You want to provide information held in large pieces of immutable data from your component to a caller.

Copying the data for each and every caller would be a waste of memory, so providing all the data by returning an Aggregate Instance or by copying all the data into Out-Parameters is not an option due to stack memory limitations.

Usually, simply returning a pointer to such data is tricky. You’d have the problem that with a pointer, such data can be modified, and as soon as multiple callers read and write the same data, you have to come up with mechanisms to ensure that the data you want to access is consistent and up-to-date. Luckily, in your situation the data you want to provide to the caller is fixed at compile time or at boot time and does not change at runtime.

Solution

Have an instance (for example, a struct) containing the data to share in static memory. Provide this data to users who want to access it and make sure that they cannot modify it.

Write the data to be contained in the instance at compile time or at boot time and do not change it at runtime anymore.

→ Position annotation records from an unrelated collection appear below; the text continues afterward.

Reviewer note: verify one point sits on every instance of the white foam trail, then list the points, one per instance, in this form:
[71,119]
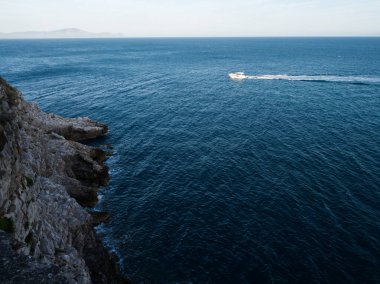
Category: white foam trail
[320,78]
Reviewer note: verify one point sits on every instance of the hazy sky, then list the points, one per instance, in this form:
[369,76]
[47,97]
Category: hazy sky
[137,18]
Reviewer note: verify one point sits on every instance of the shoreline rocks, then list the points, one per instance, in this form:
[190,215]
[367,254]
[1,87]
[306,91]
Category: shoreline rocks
[46,177]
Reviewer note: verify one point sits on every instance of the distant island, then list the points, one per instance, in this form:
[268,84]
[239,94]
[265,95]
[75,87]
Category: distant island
[62,33]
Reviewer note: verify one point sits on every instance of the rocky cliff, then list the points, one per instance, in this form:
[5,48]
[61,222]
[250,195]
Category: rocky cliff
[46,179]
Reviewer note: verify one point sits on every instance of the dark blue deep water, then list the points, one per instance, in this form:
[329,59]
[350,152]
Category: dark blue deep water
[218,181]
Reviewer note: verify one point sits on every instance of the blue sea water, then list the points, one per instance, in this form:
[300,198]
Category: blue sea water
[218,181]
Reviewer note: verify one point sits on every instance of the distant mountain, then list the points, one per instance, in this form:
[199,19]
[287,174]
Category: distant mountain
[64,33]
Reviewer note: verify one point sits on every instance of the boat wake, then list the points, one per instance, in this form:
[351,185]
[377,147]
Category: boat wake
[362,80]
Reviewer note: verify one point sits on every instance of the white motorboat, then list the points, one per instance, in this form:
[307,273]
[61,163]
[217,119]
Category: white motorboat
[237,76]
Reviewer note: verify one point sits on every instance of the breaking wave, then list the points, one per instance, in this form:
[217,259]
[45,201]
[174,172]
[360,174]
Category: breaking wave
[362,80]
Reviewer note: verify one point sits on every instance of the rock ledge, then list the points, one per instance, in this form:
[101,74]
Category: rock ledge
[46,177]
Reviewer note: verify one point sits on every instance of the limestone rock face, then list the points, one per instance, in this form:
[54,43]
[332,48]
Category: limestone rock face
[46,175]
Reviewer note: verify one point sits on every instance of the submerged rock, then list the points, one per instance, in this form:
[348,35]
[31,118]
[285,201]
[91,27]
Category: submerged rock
[46,175]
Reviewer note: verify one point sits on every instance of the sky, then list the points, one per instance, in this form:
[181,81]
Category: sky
[189,18]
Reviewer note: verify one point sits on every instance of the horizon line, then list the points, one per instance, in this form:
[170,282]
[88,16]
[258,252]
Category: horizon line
[200,37]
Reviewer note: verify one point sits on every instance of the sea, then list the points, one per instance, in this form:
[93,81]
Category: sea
[271,179]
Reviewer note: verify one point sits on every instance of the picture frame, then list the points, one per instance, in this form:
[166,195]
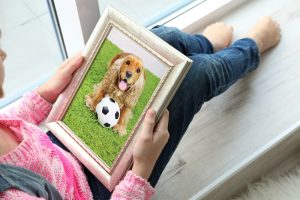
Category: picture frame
[120,56]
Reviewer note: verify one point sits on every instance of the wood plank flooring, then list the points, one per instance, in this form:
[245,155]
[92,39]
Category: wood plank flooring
[247,116]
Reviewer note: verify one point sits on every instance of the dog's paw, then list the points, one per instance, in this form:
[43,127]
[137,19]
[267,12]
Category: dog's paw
[120,129]
[89,103]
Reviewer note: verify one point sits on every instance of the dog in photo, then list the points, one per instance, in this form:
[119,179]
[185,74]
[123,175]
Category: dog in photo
[124,82]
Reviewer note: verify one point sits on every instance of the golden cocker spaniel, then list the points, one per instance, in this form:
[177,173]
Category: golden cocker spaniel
[124,82]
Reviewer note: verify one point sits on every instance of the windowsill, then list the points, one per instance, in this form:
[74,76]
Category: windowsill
[189,20]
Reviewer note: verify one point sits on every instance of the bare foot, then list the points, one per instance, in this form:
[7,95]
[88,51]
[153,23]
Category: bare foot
[219,34]
[266,33]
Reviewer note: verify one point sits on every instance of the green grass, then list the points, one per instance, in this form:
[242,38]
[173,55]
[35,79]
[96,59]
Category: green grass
[104,142]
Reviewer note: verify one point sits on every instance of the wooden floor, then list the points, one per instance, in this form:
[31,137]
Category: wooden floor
[252,112]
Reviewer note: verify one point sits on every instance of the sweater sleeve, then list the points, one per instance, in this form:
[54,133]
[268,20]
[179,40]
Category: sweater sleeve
[17,194]
[133,187]
[32,108]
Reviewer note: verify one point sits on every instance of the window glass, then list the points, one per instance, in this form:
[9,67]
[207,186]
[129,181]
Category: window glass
[146,12]
[32,49]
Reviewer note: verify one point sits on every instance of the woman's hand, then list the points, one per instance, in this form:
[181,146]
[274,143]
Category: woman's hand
[150,143]
[64,74]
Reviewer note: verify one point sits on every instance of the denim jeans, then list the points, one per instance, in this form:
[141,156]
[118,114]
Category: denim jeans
[210,75]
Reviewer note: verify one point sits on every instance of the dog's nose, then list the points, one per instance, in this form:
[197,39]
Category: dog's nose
[128,74]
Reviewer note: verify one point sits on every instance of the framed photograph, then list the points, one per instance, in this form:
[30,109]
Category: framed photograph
[127,69]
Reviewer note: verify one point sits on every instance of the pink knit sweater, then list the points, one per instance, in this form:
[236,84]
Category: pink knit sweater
[37,153]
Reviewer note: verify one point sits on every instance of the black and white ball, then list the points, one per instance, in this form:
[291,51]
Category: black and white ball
[108,112]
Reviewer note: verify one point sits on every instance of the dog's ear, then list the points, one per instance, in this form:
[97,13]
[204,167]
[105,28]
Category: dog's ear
[116,57]
[139,84]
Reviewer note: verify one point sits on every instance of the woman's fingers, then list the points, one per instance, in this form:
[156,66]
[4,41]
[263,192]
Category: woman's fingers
[149,123]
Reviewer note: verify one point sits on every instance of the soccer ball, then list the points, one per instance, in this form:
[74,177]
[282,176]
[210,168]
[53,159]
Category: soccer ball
[108,112]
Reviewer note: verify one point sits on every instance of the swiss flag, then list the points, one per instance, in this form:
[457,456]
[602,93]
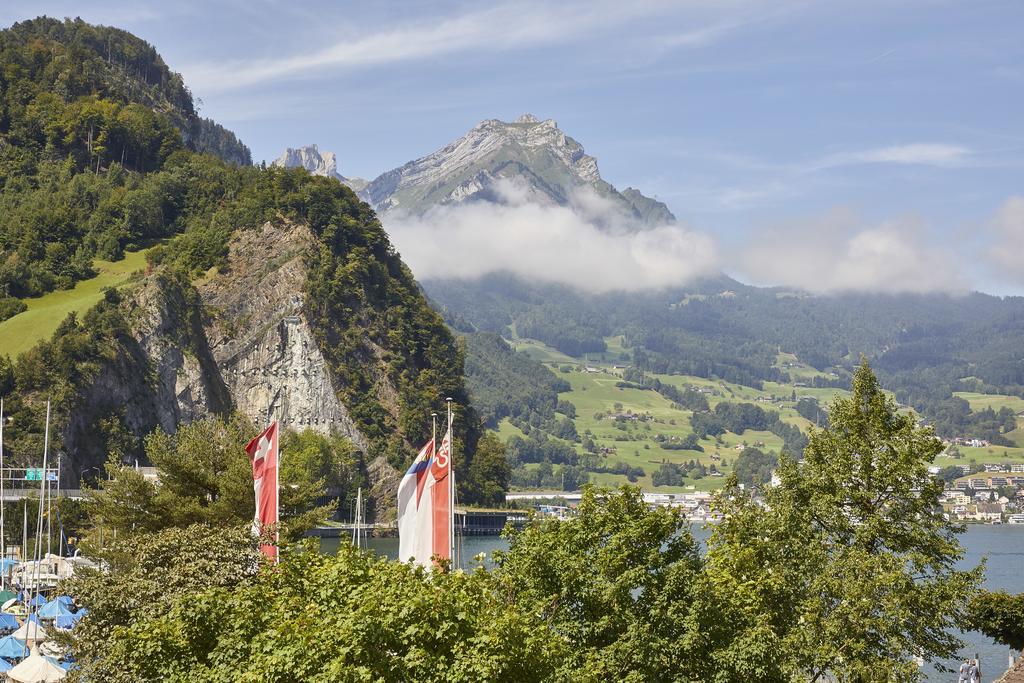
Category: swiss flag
[263,455]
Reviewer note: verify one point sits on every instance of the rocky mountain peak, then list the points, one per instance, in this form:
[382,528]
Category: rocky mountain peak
[318,163]
[534,154]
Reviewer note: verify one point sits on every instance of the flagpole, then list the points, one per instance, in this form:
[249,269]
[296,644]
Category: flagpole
[3,536]
[451,486]
[276,499]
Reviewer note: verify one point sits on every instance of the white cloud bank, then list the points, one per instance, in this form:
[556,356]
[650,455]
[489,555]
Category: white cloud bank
[588,245]
[835,254]
[1008,252]
[592,246]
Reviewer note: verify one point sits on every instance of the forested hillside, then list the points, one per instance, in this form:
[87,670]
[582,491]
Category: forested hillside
[88,116]
[101,151]
[925,346]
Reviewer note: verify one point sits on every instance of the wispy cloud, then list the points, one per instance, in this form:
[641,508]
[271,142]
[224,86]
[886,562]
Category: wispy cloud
[925,154]
[836,253]
[587,245]
[501,28]
[1008,251]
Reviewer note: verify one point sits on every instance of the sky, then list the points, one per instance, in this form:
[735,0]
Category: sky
[830,145]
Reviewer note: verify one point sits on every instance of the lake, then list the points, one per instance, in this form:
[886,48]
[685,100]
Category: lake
[1001,545]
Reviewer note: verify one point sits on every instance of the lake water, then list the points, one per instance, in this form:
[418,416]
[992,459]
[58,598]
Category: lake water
[1001,545]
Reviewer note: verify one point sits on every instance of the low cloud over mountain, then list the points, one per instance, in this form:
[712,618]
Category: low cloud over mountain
[585,244]
[836,253]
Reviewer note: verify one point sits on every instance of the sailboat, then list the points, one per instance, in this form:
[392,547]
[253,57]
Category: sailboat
[357,521]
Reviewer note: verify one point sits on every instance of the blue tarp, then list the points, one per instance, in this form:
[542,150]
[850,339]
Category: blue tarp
[52,609]
[12,647]
[27,598]
[68,622]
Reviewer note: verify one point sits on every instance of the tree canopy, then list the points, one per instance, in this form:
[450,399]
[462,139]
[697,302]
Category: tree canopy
[846,572]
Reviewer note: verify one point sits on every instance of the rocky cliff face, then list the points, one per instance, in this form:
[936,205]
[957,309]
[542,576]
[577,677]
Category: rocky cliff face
[237,340]
[259,340]
[317,163]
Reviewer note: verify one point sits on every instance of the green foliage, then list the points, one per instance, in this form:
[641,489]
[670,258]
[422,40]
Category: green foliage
[614,584]
[488,473]
[754,467]
[313,617]
[204,477]
[849,567]
[10,306]
[725,330]
[504,383]
[999,615]
[89,119]
[148,577]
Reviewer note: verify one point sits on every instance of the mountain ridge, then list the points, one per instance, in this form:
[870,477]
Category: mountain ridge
[547,165]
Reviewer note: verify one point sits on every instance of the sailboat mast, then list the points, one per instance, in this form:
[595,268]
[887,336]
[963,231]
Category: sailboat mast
[60,527]
[42,500]
[3,536]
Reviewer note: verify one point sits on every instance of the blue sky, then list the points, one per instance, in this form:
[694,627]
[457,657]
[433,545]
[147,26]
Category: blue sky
[748,119]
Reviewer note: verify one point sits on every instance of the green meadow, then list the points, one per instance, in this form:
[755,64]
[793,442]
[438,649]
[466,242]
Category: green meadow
[637,442]
[24,331]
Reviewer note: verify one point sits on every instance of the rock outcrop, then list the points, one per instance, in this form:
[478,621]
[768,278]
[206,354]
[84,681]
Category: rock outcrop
[540,159]
[317,163]
[236,340]
[262,345]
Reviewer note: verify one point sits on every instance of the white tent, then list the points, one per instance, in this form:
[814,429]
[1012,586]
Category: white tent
[36,669]
[31,632]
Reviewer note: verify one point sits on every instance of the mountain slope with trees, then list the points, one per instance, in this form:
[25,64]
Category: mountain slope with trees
[270,291]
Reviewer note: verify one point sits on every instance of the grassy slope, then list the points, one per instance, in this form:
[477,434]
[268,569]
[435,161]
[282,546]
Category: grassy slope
[980,401]
[24,331]
[596,392]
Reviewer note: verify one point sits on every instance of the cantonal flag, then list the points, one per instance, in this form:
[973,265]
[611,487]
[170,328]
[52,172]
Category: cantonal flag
[440,504]
[263,455]
[411,488]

You can either directly write the data hardcoded in your program, or you can initialize it at program startup (see “Software-Module with Global State” for initialization variants and “Eternal Memory” for storage variants). As shown in Figure 4-5, even if multiple callers (and multiple threads) access the instance at the same time, they don’t have to worry about each other because the instance does not change and is thus always in a consistent state and contains the required information.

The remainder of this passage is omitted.